‘Danny and Sylvia’ Surefire Crowd Pleaser At The Willow

Larry Buzzeo and Katie Angell Thomas as the title characters in Danny Kaye and Sylvia: A Love Story / Photo by Carol Kassie

By Michelle F. Solomon

Director Larry K. Bramble couldn’t have found a more perfect fit in Lawrence “Larry” Buzzeo for the role of Danny Kaye, which leads to the question of what came first – the idea to cast Buzzeo as the 1940s song and dance man or the way that the perky little musical Danny Kaye and Sylvia: A Musical Love Story would, no doubt, be a guaranteed pleaser for the crowd that attends shows at Willow Theatre at Sugar Sand Park in Boca Raton.

Whatever the answer to the “what came first, the chicken or the egg” query surrounding the Jerry Seltzer (Black Box Booking) and Hy Juter (Jupiter Theater Company) production, what matters is that the show delivers because of the aforementioned two elements – Buzzeo as Kaye and a crowd-pleasing two-hander that is filled to the brim with memories for audiences who will find familiarity in Kaye’s story – many of whom may have grown up alongside of his career trajectory, from Catskills comic to Hollywood movie and television star.

What those same audiences learn in the biomusical is that Kaye’s career was given a boost by the talented Sylvia Fine (wonderfully played here by Katie Angell Thomas), a composer and arranger in her own right.

Yes, this is the role Buzzeo was born to play. When the actor makes his first appearance on stage with a mop of iconic red hair that makes him the spitting image to Kaye, yes, there’s applause.

The book and lyrics is by Robert McElwaine, a former senior publicist for Goldwyn Studios in the 1950s, where he met Danny Kaye and became his publicist and confidante. McElwaine died in 2010 at the age of 86. The music is by McElwaine’s childhood friend Bob Bain, who played bass on a number of movie scores (for television shows, he’s the bassist you hear carrying the lead on The Munsters and Bonanza soundtracks.)  

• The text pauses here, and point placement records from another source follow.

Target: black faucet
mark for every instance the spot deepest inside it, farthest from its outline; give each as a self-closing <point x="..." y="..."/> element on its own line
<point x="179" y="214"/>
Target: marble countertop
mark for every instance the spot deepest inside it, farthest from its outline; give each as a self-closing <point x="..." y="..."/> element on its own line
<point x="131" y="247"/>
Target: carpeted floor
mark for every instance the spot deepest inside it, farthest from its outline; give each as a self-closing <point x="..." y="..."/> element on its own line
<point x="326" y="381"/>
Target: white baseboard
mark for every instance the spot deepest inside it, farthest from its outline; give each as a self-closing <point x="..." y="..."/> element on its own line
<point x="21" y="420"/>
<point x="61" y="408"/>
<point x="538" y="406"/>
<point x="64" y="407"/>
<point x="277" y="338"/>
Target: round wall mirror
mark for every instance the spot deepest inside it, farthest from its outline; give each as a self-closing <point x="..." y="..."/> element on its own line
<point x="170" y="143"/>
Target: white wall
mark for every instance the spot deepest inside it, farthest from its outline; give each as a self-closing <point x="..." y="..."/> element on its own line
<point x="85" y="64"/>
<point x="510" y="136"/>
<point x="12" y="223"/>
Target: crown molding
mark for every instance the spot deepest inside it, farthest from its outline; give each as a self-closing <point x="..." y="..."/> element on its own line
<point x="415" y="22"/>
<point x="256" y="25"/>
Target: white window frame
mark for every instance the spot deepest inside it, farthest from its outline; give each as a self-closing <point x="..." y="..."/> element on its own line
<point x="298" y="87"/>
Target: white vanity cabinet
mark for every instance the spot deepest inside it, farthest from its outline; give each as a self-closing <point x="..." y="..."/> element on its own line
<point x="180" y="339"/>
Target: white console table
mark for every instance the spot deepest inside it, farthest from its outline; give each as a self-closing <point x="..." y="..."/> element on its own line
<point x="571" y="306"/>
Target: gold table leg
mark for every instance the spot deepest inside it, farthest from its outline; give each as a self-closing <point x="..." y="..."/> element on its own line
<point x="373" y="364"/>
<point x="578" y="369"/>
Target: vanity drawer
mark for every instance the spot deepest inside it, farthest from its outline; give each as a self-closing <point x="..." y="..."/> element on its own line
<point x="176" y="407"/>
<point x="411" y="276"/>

The two-act show, which had a successful run off-Broadway, takes place from 1936 to 1948 in New York, Hollywood, and London. Its one set features a dressing table and hat rack stage left – Kaye’s play area. On stage right is a piano – Fine’s play area. Center stage is where they meet in the middle – literally and figuratively – on a backless love seat. Upstage is where musical director Annaliesa Trethewey holds all the tunes and singing together with live piano, with preset orchestrations and rhythms controlled by the keyboard.

There’s also a single backdrop with projections, which help set the scene – a brick wall for the rehearsal hall, a crystal chandelier for the London Palladium, movie posters for Kaye’s foray into Hollywood. Nice. Uncluttered.

“I was a young entertainer during the wrong time,” Kaye says in his opening. But all that is about to change when he goes for an audition and meets Sylvia Fine. While he’s prepared to do his regular audition song, “La Vie Paree,” Fine gives him a suggestion. “Sing ‘Danny Boy,’ ” she suggests. He does and gets the part.

He’s quirky and goofy to Sylvia’s staid normalcy, but she likes him, of course. She tells him of a job at Camp Tamiment as a tummler in the Poconos. It’s the beginning of their collaboration, their love affair, their eventual marriage.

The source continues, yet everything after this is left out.